Medipol'den yüz germe operasyonlarında yeni nesil tekniklere dair öneriler
Medipol Acıbadem Bölge Hastanesinden Plastik ve Rekonstrüktif Cerrahi Uzmanı Dr. Öğr. Üyesi Burak Ergün Tatar: - "Genelde hastalar yalnızca üst göz kapağı işlemi yaptırmanın yeterli olduğunu düşünse de bütüncül bir yaklaşım olmadan tam sonuç almak mümkün değil"
Medipol Acıbadem Bölge Hastanesinden Plastik ve Rekonstrüktif Cerrahi Uzmanı Dr. Öğr. Üyesi Burak Ergün Tatar, yüz germe operasyonlarında yeni nesil tekniklerle doğal ve izsiz görünüm sağlamanın mümkün olduğunu bildirdi.
Medipol Sağlık Grubundan yapılan açıklamada, yüz germe operasyonlarında kullanılan en yeni yöntemlerle ilgili bilgi paylaşıldı.
Açıklamada görüşlerine yer verilen Medipol Acıbadem Bölge Hastanesinden Plastik ve Rekonstrüktif Cerrahi Uzmanı Dr. Öğr. Üyesi Burak Ergün Tatar, yüz germe operasyonlarında her hastanın ihtiyacına göre kişiselleştirilmiş çözümler sunduklarını ve ameliyat sonrası iyileşme sürecine dikkat edilmesinin gerektiğini vurguladı.
Tatar, yüz germe operasyonlarının, sadece estetik bir görünüm sağlamakla kalmayıp yaşlanmanın etkilerini geciktiren bir çözüm sunduğunu belirtti.
Operasyon öncesi yüzü üç bölgeye ayırdıklarını ve değerlendirmelerini de bu yönde yaptıklarını ifade eden Tatar, yaş grubuna göre ameliyat sürecinin değiştiğini vurguladı.

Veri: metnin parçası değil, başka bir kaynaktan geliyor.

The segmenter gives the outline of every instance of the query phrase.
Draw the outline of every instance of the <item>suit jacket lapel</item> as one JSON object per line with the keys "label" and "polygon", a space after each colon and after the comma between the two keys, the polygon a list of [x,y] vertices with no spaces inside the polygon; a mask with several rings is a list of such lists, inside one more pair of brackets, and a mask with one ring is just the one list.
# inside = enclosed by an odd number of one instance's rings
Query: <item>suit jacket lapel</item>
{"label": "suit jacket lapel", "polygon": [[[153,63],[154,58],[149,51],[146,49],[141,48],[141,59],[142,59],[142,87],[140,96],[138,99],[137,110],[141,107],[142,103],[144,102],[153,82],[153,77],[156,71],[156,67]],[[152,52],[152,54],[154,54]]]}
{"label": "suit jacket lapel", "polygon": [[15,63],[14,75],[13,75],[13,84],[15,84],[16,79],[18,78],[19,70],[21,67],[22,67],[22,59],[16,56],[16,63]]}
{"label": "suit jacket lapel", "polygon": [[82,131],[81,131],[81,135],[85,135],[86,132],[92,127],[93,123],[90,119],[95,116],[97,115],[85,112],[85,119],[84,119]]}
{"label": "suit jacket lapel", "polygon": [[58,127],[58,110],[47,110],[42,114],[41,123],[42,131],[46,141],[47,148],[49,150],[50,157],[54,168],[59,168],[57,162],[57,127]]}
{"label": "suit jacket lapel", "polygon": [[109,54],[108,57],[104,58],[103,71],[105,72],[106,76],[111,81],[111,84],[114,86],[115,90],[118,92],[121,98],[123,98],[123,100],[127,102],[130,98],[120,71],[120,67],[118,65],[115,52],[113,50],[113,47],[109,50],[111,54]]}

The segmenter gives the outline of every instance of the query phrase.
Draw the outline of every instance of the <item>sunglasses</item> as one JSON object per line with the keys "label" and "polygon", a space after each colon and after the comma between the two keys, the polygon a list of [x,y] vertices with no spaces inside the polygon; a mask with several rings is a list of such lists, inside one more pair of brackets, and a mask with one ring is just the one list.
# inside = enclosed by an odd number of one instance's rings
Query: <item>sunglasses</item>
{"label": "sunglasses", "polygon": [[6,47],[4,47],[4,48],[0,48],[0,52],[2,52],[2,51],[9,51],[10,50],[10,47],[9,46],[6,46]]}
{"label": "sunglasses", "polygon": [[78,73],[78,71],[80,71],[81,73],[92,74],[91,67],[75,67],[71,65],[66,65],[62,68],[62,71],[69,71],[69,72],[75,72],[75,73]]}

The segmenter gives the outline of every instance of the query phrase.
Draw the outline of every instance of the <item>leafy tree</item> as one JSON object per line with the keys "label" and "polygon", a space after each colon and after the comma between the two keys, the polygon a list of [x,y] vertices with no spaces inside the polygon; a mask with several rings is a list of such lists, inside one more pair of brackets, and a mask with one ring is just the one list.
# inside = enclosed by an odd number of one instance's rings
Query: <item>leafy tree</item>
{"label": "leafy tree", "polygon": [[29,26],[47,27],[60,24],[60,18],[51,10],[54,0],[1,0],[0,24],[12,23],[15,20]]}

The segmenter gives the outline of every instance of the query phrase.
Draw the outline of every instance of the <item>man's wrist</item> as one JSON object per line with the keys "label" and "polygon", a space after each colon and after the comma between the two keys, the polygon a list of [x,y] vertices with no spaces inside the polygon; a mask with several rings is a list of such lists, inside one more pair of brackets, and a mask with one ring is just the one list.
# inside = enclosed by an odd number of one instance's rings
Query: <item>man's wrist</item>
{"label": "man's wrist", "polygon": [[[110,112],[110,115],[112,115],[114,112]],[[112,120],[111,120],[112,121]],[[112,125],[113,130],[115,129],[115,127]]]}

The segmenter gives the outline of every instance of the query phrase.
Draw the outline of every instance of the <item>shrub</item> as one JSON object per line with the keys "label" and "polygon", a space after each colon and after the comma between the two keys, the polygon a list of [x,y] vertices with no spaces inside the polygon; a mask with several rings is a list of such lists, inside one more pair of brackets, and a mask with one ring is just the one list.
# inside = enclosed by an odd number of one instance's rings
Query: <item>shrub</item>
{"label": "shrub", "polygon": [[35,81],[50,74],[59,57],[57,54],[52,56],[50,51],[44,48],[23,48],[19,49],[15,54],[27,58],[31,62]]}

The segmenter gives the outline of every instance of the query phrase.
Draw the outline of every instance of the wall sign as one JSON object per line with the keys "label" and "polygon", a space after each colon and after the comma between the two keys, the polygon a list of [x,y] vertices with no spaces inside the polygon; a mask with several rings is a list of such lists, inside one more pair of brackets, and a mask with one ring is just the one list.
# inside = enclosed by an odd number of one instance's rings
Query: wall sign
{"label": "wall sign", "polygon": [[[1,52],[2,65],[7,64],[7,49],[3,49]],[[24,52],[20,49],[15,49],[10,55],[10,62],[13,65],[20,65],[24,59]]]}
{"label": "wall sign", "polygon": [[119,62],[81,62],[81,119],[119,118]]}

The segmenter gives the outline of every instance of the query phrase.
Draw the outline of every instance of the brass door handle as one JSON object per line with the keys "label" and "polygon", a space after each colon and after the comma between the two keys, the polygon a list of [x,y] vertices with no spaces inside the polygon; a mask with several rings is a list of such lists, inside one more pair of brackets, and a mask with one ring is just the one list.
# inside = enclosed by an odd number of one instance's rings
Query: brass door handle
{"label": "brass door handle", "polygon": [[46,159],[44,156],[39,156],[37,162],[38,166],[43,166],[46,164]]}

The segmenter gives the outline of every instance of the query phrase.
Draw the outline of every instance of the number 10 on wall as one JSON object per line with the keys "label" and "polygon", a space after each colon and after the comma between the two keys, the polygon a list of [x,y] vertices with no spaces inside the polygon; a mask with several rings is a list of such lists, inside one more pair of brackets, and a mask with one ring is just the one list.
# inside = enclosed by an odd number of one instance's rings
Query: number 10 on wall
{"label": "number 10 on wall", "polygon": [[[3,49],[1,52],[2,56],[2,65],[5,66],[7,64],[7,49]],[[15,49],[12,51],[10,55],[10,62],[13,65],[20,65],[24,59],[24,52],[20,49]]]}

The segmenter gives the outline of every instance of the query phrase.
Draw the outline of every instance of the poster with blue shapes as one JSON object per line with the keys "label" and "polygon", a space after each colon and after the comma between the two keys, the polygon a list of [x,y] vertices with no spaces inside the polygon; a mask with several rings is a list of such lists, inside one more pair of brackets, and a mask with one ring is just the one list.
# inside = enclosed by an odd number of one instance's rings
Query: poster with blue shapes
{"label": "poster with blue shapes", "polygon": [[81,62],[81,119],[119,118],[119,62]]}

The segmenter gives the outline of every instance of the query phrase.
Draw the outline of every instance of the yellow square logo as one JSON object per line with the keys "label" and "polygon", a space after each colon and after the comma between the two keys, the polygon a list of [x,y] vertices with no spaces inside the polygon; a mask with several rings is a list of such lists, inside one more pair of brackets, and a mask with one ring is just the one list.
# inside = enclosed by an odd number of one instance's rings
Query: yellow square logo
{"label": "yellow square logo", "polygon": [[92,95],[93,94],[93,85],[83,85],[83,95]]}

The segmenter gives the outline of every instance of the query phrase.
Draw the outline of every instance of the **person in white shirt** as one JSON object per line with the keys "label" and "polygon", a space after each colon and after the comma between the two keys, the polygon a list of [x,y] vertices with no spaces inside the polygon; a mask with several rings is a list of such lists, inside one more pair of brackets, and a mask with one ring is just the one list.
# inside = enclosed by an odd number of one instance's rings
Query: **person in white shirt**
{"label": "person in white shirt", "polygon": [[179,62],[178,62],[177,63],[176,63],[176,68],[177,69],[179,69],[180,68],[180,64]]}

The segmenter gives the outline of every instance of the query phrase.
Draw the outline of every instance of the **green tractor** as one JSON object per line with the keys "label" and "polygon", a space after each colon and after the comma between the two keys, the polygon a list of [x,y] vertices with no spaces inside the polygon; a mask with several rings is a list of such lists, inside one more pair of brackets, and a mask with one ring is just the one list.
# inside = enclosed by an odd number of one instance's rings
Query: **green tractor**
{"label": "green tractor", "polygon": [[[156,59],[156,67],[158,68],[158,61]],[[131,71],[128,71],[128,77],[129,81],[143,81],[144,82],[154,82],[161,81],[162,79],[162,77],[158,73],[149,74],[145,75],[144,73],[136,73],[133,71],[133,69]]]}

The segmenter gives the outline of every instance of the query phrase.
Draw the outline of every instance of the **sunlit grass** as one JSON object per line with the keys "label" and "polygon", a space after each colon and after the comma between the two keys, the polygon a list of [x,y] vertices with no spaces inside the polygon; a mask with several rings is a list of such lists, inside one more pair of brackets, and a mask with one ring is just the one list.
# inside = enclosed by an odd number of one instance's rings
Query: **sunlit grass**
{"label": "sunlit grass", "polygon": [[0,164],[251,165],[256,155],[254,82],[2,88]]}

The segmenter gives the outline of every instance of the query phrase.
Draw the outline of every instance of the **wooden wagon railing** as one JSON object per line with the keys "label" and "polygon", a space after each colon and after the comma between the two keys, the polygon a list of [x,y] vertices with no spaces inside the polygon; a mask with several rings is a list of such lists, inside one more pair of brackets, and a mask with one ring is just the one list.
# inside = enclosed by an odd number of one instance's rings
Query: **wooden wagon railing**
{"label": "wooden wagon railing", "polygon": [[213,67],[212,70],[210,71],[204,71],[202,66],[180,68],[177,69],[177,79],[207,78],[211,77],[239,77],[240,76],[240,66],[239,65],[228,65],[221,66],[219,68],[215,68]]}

Tatar, ameliyat sonrası dönemde şişlik ve morluk gibi durumların geçici olduğuna dikkati çekerek, sosyal medya paylaşımlarının yanıltıcı olabileceğini bildirdi.
- "Bütüncül bir yaklaşım olmadan tam sonuç almak mümkün değil"
Yüz germe operasyonlarını yalnızca izole bir işlem olarak görmediklerini belirten Tatar, "Yüzü üst, orta ve alt yüz olarak değerlendiriyoruz. Genelde hastalar yalnızca üst göz kapağı işlemi yaptırmanın yeterli olduğunu düşünse de bütüncül bir yaklaşım olmadan tam sonuç almak mümkün değil." ifadelerini kullandı.
Tatar, özellikle kaş düşüklüğü ve şakak bölgesinde iz bırakmadan gerçekleştirilen endoskopik yöntemlerin etkili olduğunu ifade etti.
25 ile 40 yaş arasındaki hastalarda iz bırakmadan, saçlı deri ve ağız içinden yapılan kesilerle ameliyatlar gerçekleştirdiklerini ifade eden Tatar, 45-60 yaş grubundaki hastalarda ise doku sarkıklıkları nedeniyle kulak önünden ve arkasından kesilerle çalıştıklarını belirtti.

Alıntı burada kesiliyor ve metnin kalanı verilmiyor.